Awkwafina could have taken a more balanced approach to China by considering the following trends:
- China leads the world in patent applications, with tech giant Huawei filing the most patents per company for the third consecutive year in 2019.
- China leads the world in the production of renewable energy and has committed to becoming a carbon neutral country by 2060. Economists believe that the Chinese market for electric vehicles may render oil production itself obsolete.
- Women’s participation in the workforce has doubled since 1978. Nearly a quarter of all representatives in the National People’s Congress (NPC), China’s highest political body, are women.
- Wages in China rose by ten percent from 2018 to 2019.
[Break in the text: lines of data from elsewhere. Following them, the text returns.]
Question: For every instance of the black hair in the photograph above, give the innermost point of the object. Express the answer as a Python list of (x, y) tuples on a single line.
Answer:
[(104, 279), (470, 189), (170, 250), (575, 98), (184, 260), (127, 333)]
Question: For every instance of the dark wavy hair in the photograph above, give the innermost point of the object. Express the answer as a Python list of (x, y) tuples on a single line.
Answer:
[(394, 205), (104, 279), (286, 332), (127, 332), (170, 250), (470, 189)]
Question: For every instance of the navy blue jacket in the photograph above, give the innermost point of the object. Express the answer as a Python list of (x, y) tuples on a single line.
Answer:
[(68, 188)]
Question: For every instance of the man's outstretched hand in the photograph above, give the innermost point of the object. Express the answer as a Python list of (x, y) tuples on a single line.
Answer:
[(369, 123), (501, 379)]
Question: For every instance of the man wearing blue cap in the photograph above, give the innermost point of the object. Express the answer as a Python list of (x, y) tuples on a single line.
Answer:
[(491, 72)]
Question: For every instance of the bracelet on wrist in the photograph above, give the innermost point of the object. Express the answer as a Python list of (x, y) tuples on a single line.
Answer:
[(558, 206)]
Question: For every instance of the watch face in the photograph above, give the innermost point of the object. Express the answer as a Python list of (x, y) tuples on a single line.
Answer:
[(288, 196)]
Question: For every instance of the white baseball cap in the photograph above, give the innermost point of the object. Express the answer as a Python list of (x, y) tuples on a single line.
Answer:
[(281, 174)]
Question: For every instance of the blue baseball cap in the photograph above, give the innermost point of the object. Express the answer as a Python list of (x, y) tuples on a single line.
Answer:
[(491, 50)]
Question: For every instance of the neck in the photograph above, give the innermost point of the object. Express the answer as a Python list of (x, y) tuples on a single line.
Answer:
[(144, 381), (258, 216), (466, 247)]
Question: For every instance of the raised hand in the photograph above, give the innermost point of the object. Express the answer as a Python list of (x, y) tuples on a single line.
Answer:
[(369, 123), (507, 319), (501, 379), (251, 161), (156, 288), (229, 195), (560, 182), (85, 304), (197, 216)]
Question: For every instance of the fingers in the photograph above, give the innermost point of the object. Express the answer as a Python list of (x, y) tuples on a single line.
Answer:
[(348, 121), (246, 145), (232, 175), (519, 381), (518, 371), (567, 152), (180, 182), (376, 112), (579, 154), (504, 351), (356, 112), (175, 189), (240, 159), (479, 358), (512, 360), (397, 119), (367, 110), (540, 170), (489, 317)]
- On November 23rd of this year, China declared victory in its fight against absolute poverty.
These are just a few achievements which have imbued a remarkable trust among the Chinese people in the capacity of the government in China to address their needs. The Harvard Ash Center surveyed satisfaction with the central government in China and found that nearly 95.5 percent of respondents were “relatively satisfied” or “highly satisfied” with its performance. Contrast this with a recent Gallup poll that revealed just 38 percent of people in the U.S. are satisfied with the performance of the U.S. government. The negation of China’s achievements and the erasure of the U.S.’ woes are a staple of New Cold War racism. Economic insecurity and the uncontrolled spread of COVID-19 have made it essential for U.S. political and media elites to emphasize to the masses of Americans that China is in fact to blame for their problems.
That Awkwafina fell into the trap of parroting New Cold War racism should not surprise anyone who understands just who and what the corporate media serves. Huey P. Newton’s statement that he did not expect the white media to create positive Black male images also applies to nations targeted by the U.S. war machine. No amount of representation from oppressed groups and nationalities changes the fact that the corporate media primarily caters to white investors and audiences. Awkwafina in particular focuses attention on the tastes of the white liberal class. Her program Awkwafina is Nora from Queens demonstrates that this class has a large stake in the racist New Cold War on China being pursued in the halls of power in Washington D.C.
Some may view Awkwafina’s venture into the realm of anti-China stereotypes to be inconsequential to the overall geopolitical landscape. Such a posture negates the fact that racism toward Asian Americans has intensified in the U.S. in conjunction with a massive anti-China propaganda campaign led by the corporate media from the very outset of China’s battle with COVID-19 in Wuhan. New Cold War stereotypes are racist in character and help justify hostile U.S. policies toward China. Corporate media has long served the function of creating the ideological foundation for U.S. wars abroad. Awkwafina shouldn’t get a pass, and neither should anyone else.